O projeto, que evoluiu da fase 1 para a fase 4, é fruto de colaborações valiosas. Hevelyn Oliveira, com seu conhecimento em tecnologias assistivas, e Marianne de Aguiar Vitório Praxedes, especialista em biologia e pesquisa médica, foram peças-chave na criação do protocolo técnico e aplicado de audiodescrição. Felipe das Neves Vieira, um estudante cego de Letras/Português, também desempenhou um papel crucial como consultor, orientando o desenvolvimento e a revisão da audiodescrição.
A escolha da audiodescrição como principal tecnologia assistiva foi estratégica. "A virtualidade seria comprometida se optássemos por modelos didáticos táteis", explica Müller. Assim, com a audiodescrição, o projeto conseguiu capturar imagens microscópicas, descrever estruturas parasitárias e transformar descrições técnicas em audiodescrições sonoras, posteriormente avaliadas por um consultor com deficiência visual.

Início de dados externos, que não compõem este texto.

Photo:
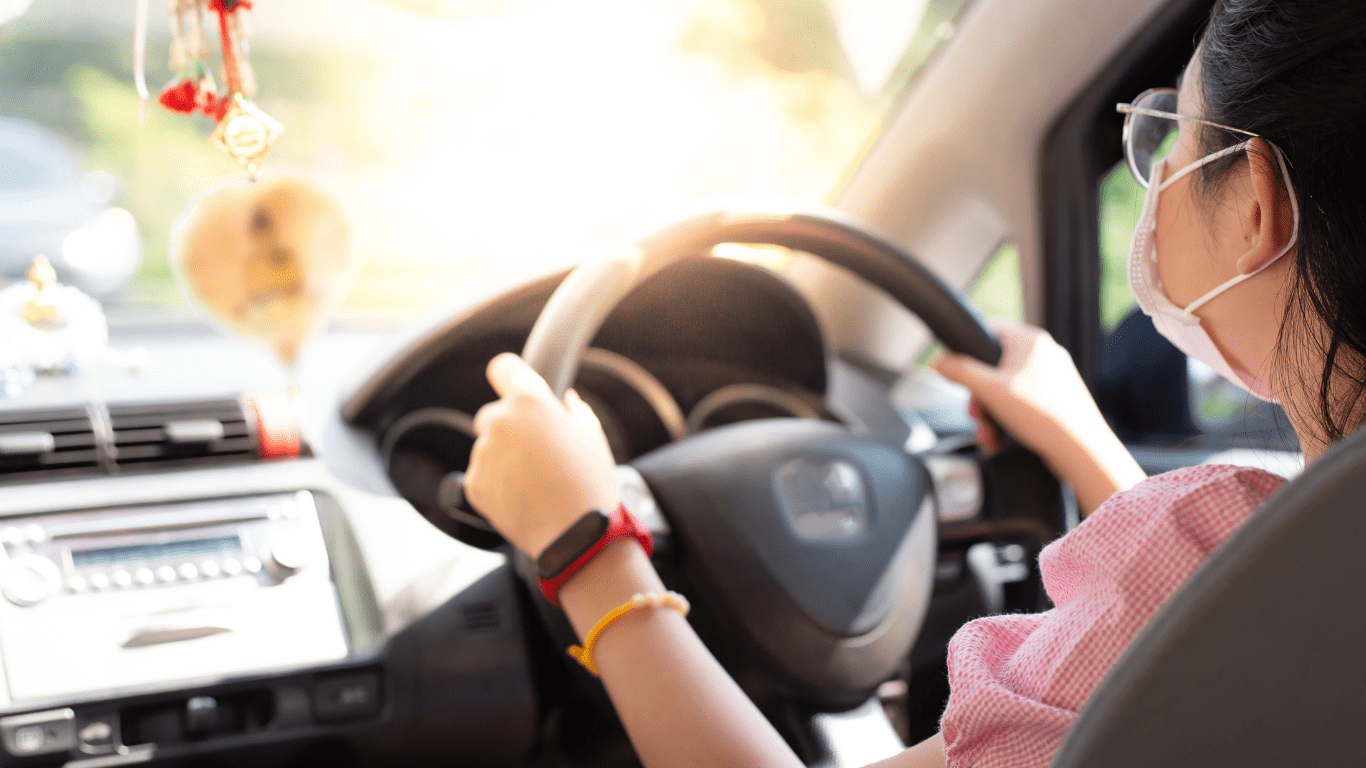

Müller ressalta a motivação pedagógica por trás da iniciativa: "Questionava-me frequentemente sobre como ensinar microscopia a um aluno cego, dado que a observação visual é fundamental".
A audiodescrição, já reconhecida em áreas como cinema e teatro, surgiu como resposta, preenchendo uma lacuna científica no contexto da parasitologia.
De acordo com o professor, o objetivo é preparar e adaptar o ambiente acadêmico para garantir que todos os alunos, independentemente de suas capacidades, tenham acesso a recursos didáticos de qualidade.
"Necessitamos de financiamento para melhoria e expansão dos nossos processos. A fixação de bolsistas e a manutenção de um software irão consolidar o projeto", conclui o professor Müller, destacando a importância contínua do apoio para tornar o Labparatodos uma referência em inclusão e inovação educacional.